1

I have the following function that I need to (m)apply on a list of more than 1500 large matrices (Z) and a list of vectors (p) of the same length. However, I get the error that some matrices are singular as I already posted here. Here my function:

kastner <- function(item, p) { print(item)
                               imp <- rowSums(Z[[item]])
                               exp <- colSums(Z[[item]])
                               x = p + imp
                               ac = p + imp - exp  
                               einsdurchx = 1/as.vector(x)    
                               einsdurchx[is.infinite(einsdurchx)] <- 0
                               A = Z[[item]] %*% diag(einsdurchx)
                               R = solve(diag(length(p))-A) %*% diag(p)    
                               C = ac * einsdurchx
                               R_bar = diag(as.vector(C)) %*% R
                               rR_bar = round(R_bar)
                               return(rR_bar)
}

and my mapply command that also prints the names of the running matrix:

KASTNER <- mapply(kastner, names(Z), p, SIMPLIFY = FALSE) 

In order to overcome the singularity problem, I want to add a small amount of jitter the singular matrices. The problem starts in line 9 of the function R = solve(diag(length(p))-A) %*% diag(p) as this term(diag(length(p))-A) gets singular and can't be solved. I tried to add jitter to all Z matrices in the first line of the function using: Z <- lapply(Z,function(x) jitter(x, factor = 0.0001, amount = NULL)), but this is very very low and produces still errors.

Therefore my idea is to check with if/else or something similar if this matrix diag(length(p))-A is singular (maybe using eigenvectors to check collinearity) and add on those matrices jitter, else (if not) the solve command should performed as it is. Ideas how to implement this on the function?
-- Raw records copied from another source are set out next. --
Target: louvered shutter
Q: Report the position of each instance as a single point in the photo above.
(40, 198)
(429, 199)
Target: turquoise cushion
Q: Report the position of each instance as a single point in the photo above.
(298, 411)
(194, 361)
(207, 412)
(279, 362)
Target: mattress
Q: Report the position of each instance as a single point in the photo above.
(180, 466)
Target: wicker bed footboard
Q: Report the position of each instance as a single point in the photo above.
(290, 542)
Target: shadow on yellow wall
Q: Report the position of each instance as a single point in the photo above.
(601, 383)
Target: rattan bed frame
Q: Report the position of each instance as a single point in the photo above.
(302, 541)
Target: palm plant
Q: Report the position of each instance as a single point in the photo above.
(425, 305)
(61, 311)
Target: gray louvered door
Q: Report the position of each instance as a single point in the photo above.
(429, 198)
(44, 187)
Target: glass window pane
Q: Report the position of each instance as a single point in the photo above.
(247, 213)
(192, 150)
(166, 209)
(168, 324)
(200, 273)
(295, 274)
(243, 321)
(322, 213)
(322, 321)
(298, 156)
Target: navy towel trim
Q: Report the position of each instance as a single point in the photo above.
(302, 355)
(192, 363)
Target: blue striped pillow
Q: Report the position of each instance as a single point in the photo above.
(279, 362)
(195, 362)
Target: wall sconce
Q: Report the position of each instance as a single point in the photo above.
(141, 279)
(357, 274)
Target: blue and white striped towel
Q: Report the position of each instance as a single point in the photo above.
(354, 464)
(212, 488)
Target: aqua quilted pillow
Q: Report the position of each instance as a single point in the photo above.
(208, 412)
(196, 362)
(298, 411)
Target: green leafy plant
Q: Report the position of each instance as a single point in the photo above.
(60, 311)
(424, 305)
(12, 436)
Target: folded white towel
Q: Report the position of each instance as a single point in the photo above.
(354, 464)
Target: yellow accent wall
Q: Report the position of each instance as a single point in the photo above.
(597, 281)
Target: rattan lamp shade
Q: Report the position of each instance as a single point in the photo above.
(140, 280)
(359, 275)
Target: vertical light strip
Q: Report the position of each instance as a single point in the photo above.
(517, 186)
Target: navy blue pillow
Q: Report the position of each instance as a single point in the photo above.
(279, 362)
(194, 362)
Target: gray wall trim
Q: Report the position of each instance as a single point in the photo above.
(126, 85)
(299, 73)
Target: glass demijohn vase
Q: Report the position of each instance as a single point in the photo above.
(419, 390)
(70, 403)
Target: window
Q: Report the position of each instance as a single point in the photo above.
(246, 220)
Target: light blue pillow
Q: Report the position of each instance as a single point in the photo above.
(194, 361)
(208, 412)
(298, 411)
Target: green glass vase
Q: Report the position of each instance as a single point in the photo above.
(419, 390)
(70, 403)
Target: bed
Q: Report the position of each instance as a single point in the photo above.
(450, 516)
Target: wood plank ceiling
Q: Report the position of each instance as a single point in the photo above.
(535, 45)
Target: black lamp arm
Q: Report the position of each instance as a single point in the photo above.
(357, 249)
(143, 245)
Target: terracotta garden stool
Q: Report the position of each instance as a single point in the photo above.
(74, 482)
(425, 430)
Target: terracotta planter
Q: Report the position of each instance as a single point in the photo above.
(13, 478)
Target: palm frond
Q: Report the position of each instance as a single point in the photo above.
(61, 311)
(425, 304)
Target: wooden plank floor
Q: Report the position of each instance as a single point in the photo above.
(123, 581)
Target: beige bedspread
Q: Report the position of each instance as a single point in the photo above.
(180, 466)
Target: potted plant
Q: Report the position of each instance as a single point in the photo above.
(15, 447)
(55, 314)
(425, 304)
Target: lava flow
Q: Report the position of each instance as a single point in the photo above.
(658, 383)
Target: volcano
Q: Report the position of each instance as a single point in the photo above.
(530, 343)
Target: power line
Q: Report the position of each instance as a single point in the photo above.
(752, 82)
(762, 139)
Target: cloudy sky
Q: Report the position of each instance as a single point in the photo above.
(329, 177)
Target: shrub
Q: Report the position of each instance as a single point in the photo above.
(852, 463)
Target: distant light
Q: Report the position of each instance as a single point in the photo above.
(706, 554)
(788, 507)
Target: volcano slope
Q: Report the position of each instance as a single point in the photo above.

Thanks

Here some example data, although there is no problem with singularity as I was not able to rebuild this error for line 9:

Z <- list("111.2012"= matrix(c(0,0,100,200,0,0,0,0,50,350,0,50,50,200,200,0),
                                 nrow = 4, ncol = 4, byrow = T),
          "112.2012"= matrix(c(10,90,0,30,10,90,0,10,200,50,10,350,150,100,200,10),
                                  nrow = 4, ncol = 4, byrow = T))
p <- list("111.2012"=c(200, 1000, 100, 10), "112.2012"=c(300, 900, 50, 100))

Edit: a small amount o jitter shouldn't be problematic in my data as I have probably more than 80% of zeros in my matrices and than large values. And I am only interested in those large values, but the large amount of 0s are probably the reason for the singularity, but needed.

Community
  • 1
  • 1
N.Varela
  • 910
  • 1
  • 11
  • 25

1 Answers1

2

Since you didn't provide a working example I couldn't test this easily, so the burden of proof is on you. :) In any case, it should be a starting point for further tinkering. Comments in the code.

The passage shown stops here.